Click on the whiteboard image above to open a high resolution version in a new tab!
Video Transcription
Hey, Moz fans. Welcome to another edition of Whiteboard Friday. Today we're talking all about introduction to Python, which is why I have a special co-host here. She is a ball python herself, total expert. Her name is Pumpkin, and she's the best. 
What is Python?
So what is Python? This has been in the industry a lot lately. There's a lot of commotion that you should know how to use it or know how to talk about it. Python is an open source, object-oriented programming language that was created in 1991.
Simpler to use than R
Some fun facts about Python is it's often compared to R, but it's arguably more simple to use. The syntax just oftentimes feels more simple and common-sense, like when you're new to programming. 
Big companies use it
Huge companies use it. NASA, Google, tons of companies out there use it because it's widely supported.
It's open source
It is open source. So pretty cool. While we're going through this Whiteboard Friday, I would love it if we would do a little Python programming today. So I'm just going to ask that you also visit this in another tab, python.org/downloads. Download the version for your computer and we'll get back to that. 
Why does Python matter?
So why should you care? 
Automates time-consuming tasks
Python is incredibly powerful because it helps you automate time-consuming tasks. It can do these things at scale so that you can free up your time to work on higher-level thinking, to work on more strategy.
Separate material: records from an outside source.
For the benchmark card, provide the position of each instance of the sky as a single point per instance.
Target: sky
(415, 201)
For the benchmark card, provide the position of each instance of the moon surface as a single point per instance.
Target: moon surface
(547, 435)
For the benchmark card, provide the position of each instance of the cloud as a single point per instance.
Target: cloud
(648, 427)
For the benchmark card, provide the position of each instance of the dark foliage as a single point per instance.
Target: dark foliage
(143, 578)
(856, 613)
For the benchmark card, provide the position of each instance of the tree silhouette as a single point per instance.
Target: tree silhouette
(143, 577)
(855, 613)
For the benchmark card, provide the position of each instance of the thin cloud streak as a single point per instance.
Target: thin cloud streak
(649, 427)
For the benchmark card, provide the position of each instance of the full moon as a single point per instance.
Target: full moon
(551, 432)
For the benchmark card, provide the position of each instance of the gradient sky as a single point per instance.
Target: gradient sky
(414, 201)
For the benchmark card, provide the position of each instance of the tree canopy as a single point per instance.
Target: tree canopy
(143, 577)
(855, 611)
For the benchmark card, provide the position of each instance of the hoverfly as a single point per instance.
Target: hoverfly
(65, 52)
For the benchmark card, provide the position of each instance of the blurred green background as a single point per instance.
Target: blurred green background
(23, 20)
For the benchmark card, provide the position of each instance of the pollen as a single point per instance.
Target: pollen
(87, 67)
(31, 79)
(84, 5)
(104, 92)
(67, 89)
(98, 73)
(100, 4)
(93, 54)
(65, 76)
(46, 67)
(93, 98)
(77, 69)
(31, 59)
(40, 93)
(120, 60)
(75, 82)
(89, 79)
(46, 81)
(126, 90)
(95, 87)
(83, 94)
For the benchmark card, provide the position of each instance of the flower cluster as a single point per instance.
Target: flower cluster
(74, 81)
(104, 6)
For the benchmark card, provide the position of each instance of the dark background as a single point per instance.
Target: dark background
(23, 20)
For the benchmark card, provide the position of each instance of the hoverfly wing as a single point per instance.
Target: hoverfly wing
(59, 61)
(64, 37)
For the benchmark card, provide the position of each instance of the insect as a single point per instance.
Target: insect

It's really, really exciting where these things are going. 
Log file analysis
Some examples of that are things like log file analysis. Imagine if you could just set up an automated system with Python to alert you any time one of your primary pages wasn't being crawled as frequently as it typically is. You can do all sorts of things. Let's say Google crawls your robots.txt and it throws out a server error, which many of you know causes huge problems. It can alert you. You can set up scripts like that to do really comprehensive tasks. 
Internal link analysis
Some other examples, internal link analysis, it can do a really great job of that. 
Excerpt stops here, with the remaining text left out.